SEC registration as an investment taker and SEC registration as a company are two different things. So if you ask them for SEC registration and they show you that they’re registered as a company, ask to see their registration that authorizes them to take investments. If they don’t show you anything, or they do show you something that looks completely fake, get out of there.
If you want to be extra sure, you can also do some research of your own by checking all the entities registered to take investments with the SEC here.
- You’re promised “no risk” and “high returns”.
According to the US SEC, “promises of high returns, with little or no risk, are classic warning signs of fraud.” For reference, as of last week, the top UITFs in the country gave just over 10% returns year-on-year (August 7, 2014 to August 7, 2015). One of the scams the Philippine SEC issued an advisory against promised 150% returns within 30 to 45 days. 150% in such a short time might sound really good, but the only guarantee there is that you’ll lose 100% of your money to a scam.
There’s no such thing as a free lunch, and there’s no such thing as a risk-free investment. I understand that it’s easy to be tempted by what seems to be a slam-dunk opportunity, but you have to keep both eyes open to avoid being scammed by unscrupulous individuals. Know the risks involved; if they keep saying there’s “no risk”, it’s most likely a scam.
- You don’t know what you’re investing in.
If you can’t name exactly what you’re putting your money in, it’s a huge red flag. Look at it this way; when you buy a mutual fund, you know you’re buying shares of an SEC-registered company. When you put P1,200 in Grandtime Automobile, for example, what are you putting your money in? Scammers deceive people by focusing on huge unrealistic gains instead of the “product” that you’re supposed to be selling. If, after talking to them, you still don’t know exactly what investment opportunity is, it’s a red flag.
Albert Einstein once said, “If you can’t explain it simply, you don’t understand it well enough.” And as I’ve always said, if you don’t understand something, don’t put your hard-earned money in it, because it’s likely that you’ll lose it.
- The focus is on recruitment, and not on the product.
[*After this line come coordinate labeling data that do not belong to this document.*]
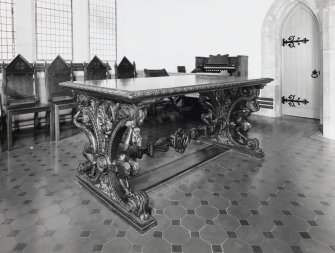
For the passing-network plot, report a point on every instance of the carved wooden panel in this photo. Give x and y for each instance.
(125, 69)
(58, 71)
(18, 83)
(95, 70)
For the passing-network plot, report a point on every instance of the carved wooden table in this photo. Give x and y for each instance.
(110, 114)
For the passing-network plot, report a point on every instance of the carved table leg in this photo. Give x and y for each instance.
(226, 117)
(113, 131)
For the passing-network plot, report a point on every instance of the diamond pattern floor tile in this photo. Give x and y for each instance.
(234, 203)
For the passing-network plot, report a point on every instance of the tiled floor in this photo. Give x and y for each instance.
(283, 203)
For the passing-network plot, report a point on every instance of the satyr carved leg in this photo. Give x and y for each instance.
(226, 117)
(115, 144)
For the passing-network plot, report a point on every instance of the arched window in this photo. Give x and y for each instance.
(102, 29)
(54, 29)
(7, 48)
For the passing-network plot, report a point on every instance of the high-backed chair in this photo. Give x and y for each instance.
(60, 98)
(96, 70)
(125, 69)
(173, 101)
(20, 93)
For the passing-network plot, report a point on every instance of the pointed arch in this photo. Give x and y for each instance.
(272, 43)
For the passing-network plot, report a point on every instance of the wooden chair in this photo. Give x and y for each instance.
(96, 70)
(181, 69)
(20, 93)
(125, 69)
(60, 98)
(172, 101)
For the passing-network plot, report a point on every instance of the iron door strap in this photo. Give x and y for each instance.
(315, 73)
(291, 41)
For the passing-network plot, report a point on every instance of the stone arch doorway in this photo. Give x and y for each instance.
(272, 48)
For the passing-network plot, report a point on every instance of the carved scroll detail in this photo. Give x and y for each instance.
(226, 117)
(115, 143)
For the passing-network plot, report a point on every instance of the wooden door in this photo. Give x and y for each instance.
(301, 85)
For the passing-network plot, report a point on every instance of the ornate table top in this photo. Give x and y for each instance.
(139, 89)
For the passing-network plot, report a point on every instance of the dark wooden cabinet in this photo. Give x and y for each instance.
(237, 66)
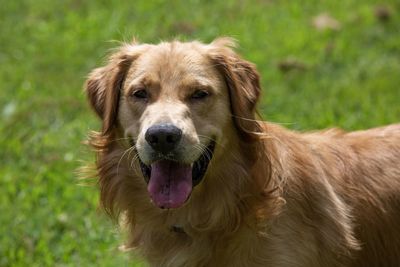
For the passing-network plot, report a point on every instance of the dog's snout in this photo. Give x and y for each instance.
(163, 137)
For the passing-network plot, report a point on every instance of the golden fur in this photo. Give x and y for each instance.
(270, 197)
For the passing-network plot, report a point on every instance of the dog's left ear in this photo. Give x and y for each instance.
(104, 84)
(243, 82)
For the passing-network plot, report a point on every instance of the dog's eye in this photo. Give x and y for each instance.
(141, 94)
(199, 94)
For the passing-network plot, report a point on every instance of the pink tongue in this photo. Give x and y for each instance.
(170, 183)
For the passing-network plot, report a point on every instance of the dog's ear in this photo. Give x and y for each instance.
(243, 82)
(104, 84)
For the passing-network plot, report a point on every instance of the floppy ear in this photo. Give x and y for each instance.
(104, 84)
(243, 82)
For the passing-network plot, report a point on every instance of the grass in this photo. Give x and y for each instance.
(347, 77)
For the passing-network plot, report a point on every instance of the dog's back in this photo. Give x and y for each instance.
(375, 198)
(364, 169)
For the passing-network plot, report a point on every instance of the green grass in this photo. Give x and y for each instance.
(351, 80)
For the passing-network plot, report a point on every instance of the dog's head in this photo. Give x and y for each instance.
(180, 105)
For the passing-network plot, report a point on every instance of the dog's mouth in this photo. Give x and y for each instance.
(170, 182)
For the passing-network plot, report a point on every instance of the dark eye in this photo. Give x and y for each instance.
(199, 94)
(141, 94)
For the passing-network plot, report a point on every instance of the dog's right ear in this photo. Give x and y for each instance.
(104, 84)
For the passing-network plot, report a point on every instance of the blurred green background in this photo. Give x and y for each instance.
(323, 64)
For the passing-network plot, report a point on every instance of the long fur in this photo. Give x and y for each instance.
(277, 198)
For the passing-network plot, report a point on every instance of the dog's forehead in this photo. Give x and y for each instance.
(175, 61)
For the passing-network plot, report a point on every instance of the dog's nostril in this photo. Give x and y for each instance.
(153, 139)
(171, 138)
(163, 137)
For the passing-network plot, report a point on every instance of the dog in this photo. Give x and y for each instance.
(197, 180)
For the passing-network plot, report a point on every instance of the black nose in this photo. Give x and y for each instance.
(163, 137)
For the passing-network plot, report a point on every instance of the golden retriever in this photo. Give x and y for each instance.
(199, 181)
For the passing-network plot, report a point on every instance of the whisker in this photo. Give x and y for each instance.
(119, 161)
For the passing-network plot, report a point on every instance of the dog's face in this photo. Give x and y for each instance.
(174, 103)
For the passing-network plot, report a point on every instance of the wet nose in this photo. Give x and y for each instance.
(163, 137)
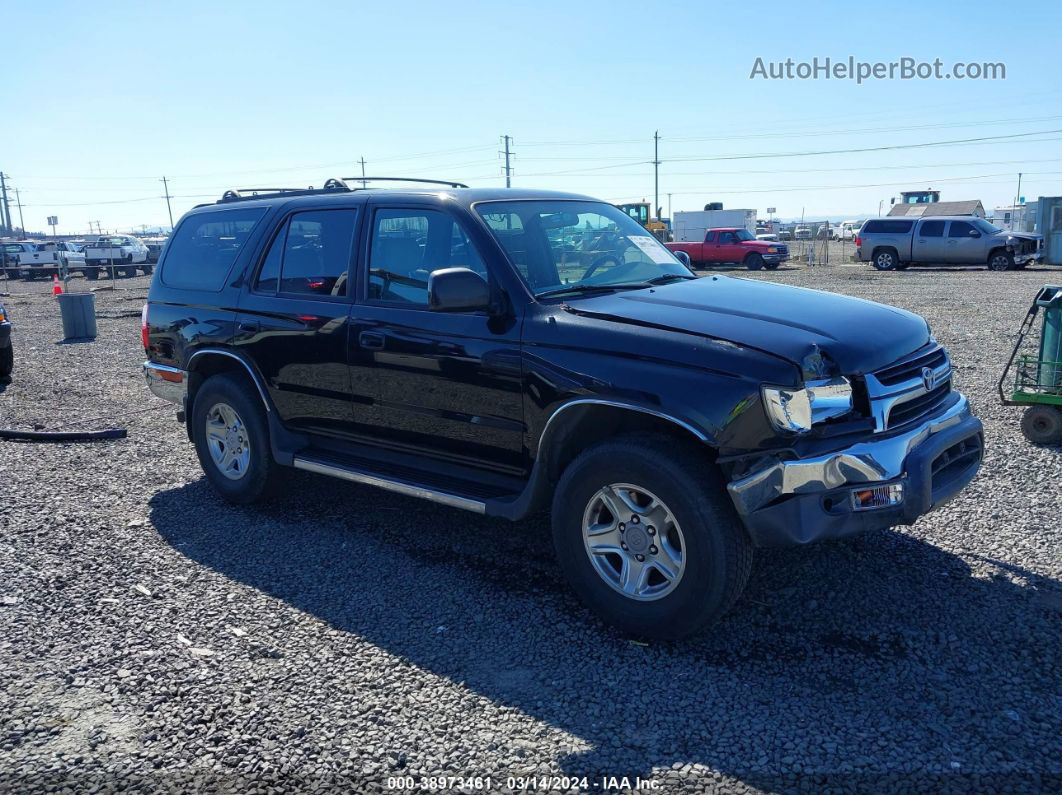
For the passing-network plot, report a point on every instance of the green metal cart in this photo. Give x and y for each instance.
(1037, 382)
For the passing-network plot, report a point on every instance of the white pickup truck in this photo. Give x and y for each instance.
(117, 254)
(48, 258)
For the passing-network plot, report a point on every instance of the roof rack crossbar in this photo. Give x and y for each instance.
(448, 183)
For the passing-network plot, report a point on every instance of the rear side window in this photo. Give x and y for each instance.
(887, 227)
(203, 248)
(310, 255)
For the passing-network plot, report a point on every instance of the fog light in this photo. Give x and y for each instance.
(879, 497)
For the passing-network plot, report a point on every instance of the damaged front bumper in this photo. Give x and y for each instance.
(872, 484)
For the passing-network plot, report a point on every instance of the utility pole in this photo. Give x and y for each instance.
(6, 207)
(21, 223)
(509, 171)
(656, 173)
(166, 187)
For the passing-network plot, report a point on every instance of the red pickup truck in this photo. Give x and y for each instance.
(736, 245)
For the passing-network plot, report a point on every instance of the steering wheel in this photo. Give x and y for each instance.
(598, 262)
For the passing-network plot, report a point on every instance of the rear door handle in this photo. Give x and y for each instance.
(371, 341)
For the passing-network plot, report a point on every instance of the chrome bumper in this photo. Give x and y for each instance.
(867, 462)
(170, 383)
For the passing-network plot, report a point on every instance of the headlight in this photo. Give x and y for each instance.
(795, 411)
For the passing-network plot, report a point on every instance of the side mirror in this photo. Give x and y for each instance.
(457, 290)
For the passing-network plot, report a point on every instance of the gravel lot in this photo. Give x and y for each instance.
(153, 637)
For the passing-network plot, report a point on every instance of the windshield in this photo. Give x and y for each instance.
(559, 244)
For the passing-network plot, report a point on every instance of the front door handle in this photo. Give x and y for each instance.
(371, 341)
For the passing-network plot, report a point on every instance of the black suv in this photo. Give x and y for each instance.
(506, 351)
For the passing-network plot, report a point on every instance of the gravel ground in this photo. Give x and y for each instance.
(153, 637)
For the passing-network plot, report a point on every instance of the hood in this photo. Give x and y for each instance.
(788, 322)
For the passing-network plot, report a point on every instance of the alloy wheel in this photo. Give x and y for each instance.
(634, 541)
(227, 441)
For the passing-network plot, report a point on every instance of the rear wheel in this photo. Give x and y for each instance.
(886, 259)
(232, 439)
(1042, 425)
(1001, 261)
(6, 360)
(648, 538)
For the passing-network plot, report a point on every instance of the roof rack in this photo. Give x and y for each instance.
(447, 183)
(330, 186)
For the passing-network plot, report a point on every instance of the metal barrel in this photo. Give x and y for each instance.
(1049, 299)
(79, 315)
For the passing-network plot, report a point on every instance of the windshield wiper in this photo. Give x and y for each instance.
(664, 279)
(579, 289)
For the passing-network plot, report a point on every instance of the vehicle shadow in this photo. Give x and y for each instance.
(857, 660)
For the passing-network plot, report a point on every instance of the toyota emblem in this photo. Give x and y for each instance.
(927, 378)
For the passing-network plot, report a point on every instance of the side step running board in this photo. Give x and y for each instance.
(403, 487)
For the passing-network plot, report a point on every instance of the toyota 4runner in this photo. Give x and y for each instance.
(506, 351)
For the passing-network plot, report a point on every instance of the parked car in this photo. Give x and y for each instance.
(848, 230)
(733, 245)
(506, 350)
(6, 350)
(114, 254)
(895, 243)
(154, 247)
(10, 252)
(47, 258)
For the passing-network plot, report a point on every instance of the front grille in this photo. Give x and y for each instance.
(911, 368)
(907, 391)
(910, 410)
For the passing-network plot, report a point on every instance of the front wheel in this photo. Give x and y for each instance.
(1001, 261)
(1042, 425)
(886, 259)
(232, 439)
(648, 538)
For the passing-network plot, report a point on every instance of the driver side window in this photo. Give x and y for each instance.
(407, 245)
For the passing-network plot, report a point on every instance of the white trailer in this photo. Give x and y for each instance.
(690, 226)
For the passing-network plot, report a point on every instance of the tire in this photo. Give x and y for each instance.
(715, 553)
(6, 361)
(252, 472)
(1000, 261)
(886, 259)
(1042, 425)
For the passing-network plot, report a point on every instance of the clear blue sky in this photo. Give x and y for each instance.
(106, 98)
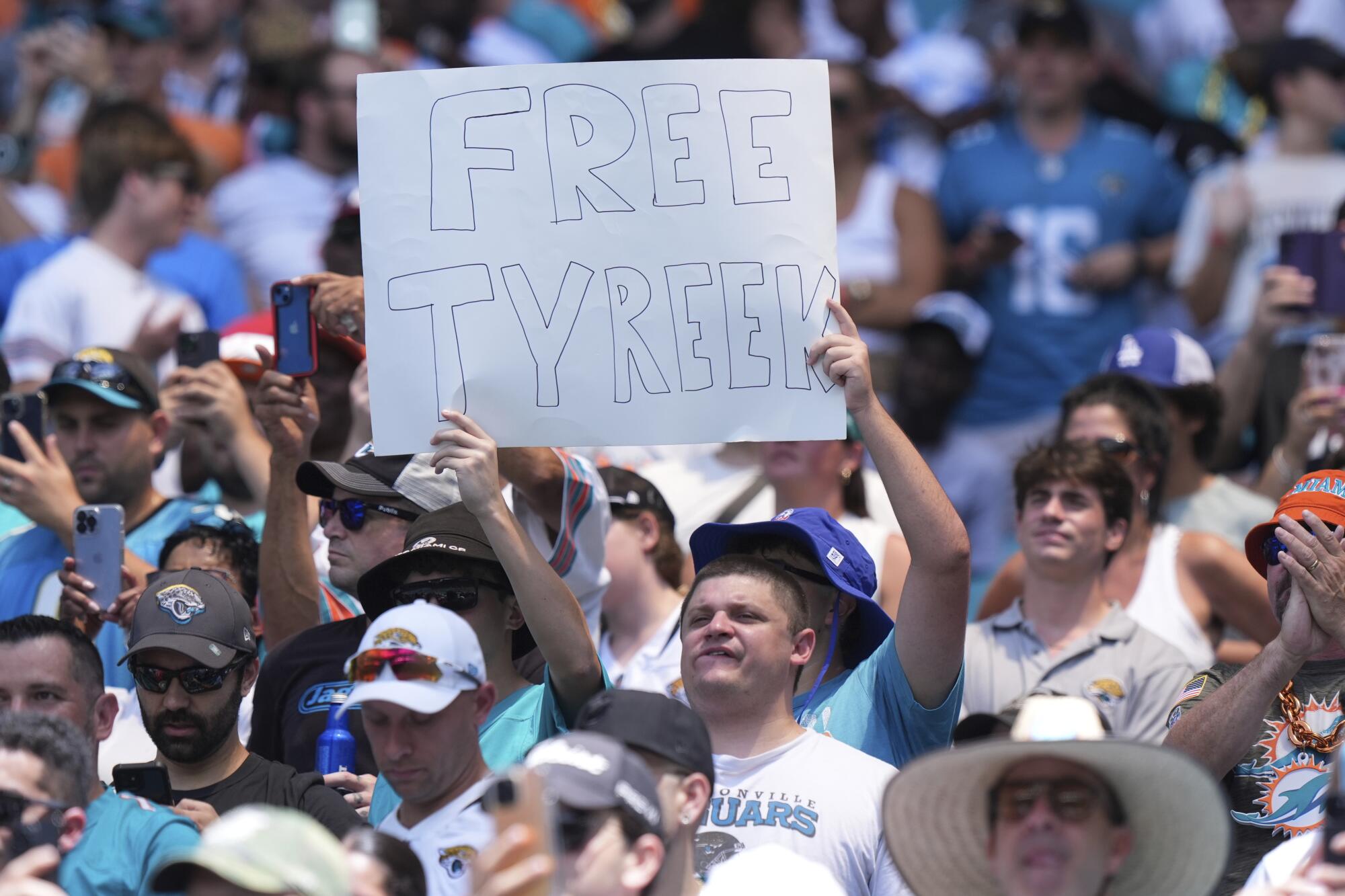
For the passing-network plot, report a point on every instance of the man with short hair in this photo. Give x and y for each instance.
(420, 678)
(676, 745)
(193, 655)
(46, 775)
(892, 692)
(139, 185)
(744, 643)
(49, 666)
(1272, 728)
(1056, 809)
(1062, 633)
(108, 436)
Legitimate MLM schemes focus on selling a product to make money. Think Avon and Tupperware; these are MLM programs with tangible products. If what you’re being recruited to is more focused on recruiting others rather than actually selling a product, then it’s a red flag. Because in that scenario, what’s for sale is you. (And the people you’re supposed to recruit.)
If the focus is much more on recruitment (and there’s an entry fee), this can also explain why some people are getting paid. When someone says “It’s legit; look, I got my money already!”, it’s more than likely that the money came from entry fees from new recruits, according to the US SEC, instead of product sales. And when that’s the case, the drive to get new recruits is strong because that’s the only source of money for the scam. Check out the Direct Selling Association of of the Philippines for a list of legitimate multi-level marketing companies.
- There’s pressure to spend money right now.
It’s human nature to not want to miss out on anything. Scammers prey on this instinct by insisting that the opportunity they’re offering you is limited, and if you don’t buy in right now, you’ll never have the chance again.
Legitimate businesses will give you some time to think about whether you want to make an investment or not. Scams will insist you pay money now, and will try to blind you with outrageous promises just so they can get you to pay without thinking too hard about it. If you’re feeling pressure or being forced to buy or invest, it’s a red flag; make sure you have the time to step back and do your research before you make a decision.
Investing is one of the best ways to secure your financial future; however, you should always make sure that the opportunities you invest in are legitimate. Educating yourself on the different investment vehicles and their opportunities will ensure that you invest your money wisely.